Statistical method allows the detection of higher order dependencies
In December, the academic publisher De Gruyter launched its new journal Open Statistics with an opening article by TU Dresden mathematician Dr. Björn Böttcher. The article presents the extension of the statistical measure of distance multivariance developed by Böttcher and his colleagues at TU Dresden.
Distance multivariance is a multivariate dependence measure that can detect dependencies between an arbitrary number of random vectors each of which can have a distinct dimension. In his new article, Böttcher now presents the concept as a unifying theory that combines several classical dependence measures. Connections between two or more high-dimensional variables can be captured and even complicated non-linear dependencies as well as dependencies of higher order can be detected. For numerous scientific disciplines, this method opens up new approaches to detect and evaluate dependencies.
Can the number of missed school days be linked to the age, gender or origin of school students? In a survey of 146 school students, social scientists analyzed various influencing variables on missed school days and examined them for dependencies in order to derive a prediction model. This classic question has already been widely discussed and analyzed with various statistical approaches.
The statistical measure of distance multivariance presents a novel approach to this question: Dr. Björn Böttcher from the Institute of Mathematical Stochastics was able to use distance multivariance to determine the cultural background and a higher order dependence including age and gender as influencing factors for the missed school days. He thus was able to suggest a minimal model. "This is an elementary example for an application of the developed method. I cannot judge whether this is also a substantiated finding with regard to the investigated question. Working with real data and especially the subject-specific interpretation of the results always requires expertise in the respective subject," Dr. Böttcher says, and provides numerous other illustrative examples of the application of his method: "In the paper, I refer to more than 350 freely available data sets from all scientific disciplines in which statistically significant higher-order dependencies occur. Again, whether these dependencies are meaningful in terms of the underlying surveys requires further investigations as well as the expertise in the respective fields," and he adds, "of course, requests for cooperation are always welcome."

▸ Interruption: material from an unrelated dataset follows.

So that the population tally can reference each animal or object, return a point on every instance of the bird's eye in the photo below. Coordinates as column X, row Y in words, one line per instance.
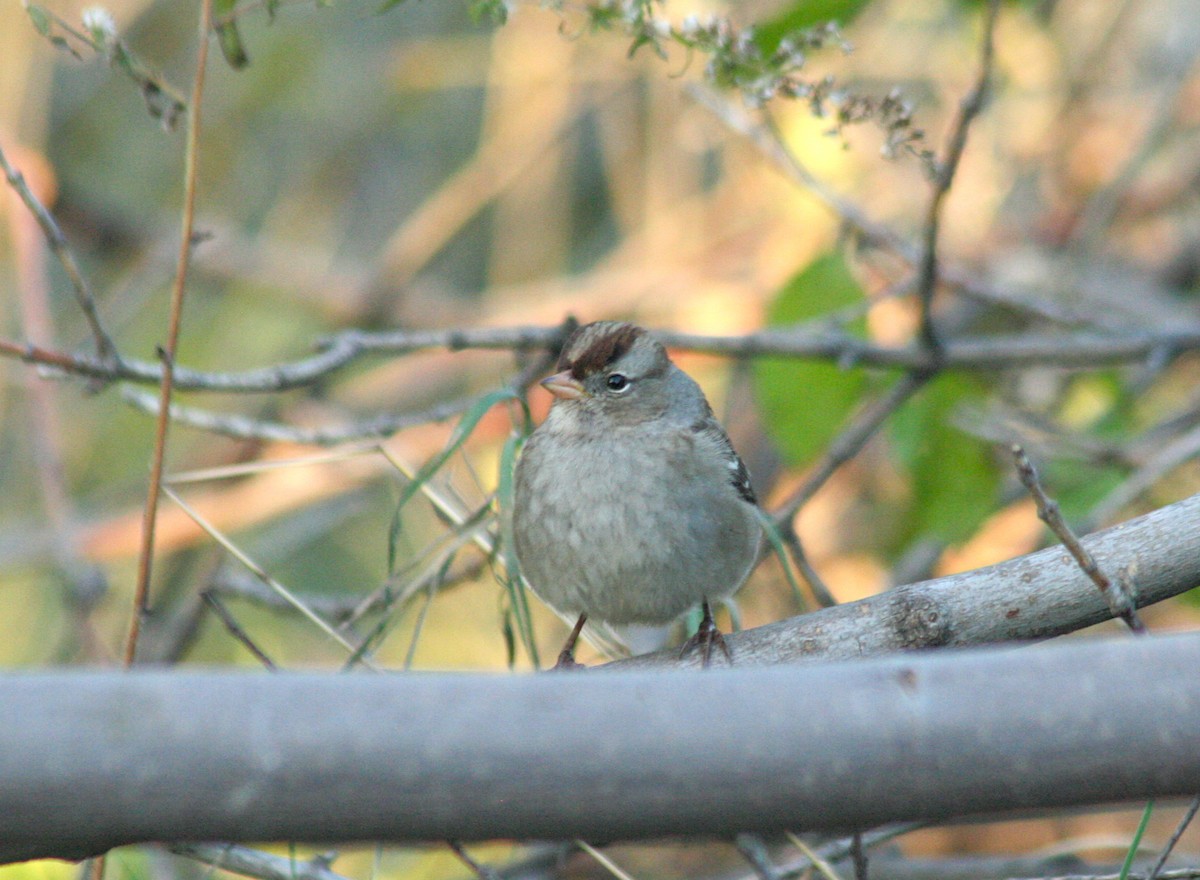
column 617, row 382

Statistical analysis usually considers dependencies between individual variables. Especially with many variables, it is desirable to remove independent variables prior to studying any specific types of dependence. Dr. Björn Böttcher presents a method for this purpose called "dependence structure detection," which can also be used to detect higher-order dependencies. Variables are called "higher-order dependent" if they are pairwise independent, but more than two variables still influence each other jointly. Dependencies of this kind have not been in the focus of applications so far.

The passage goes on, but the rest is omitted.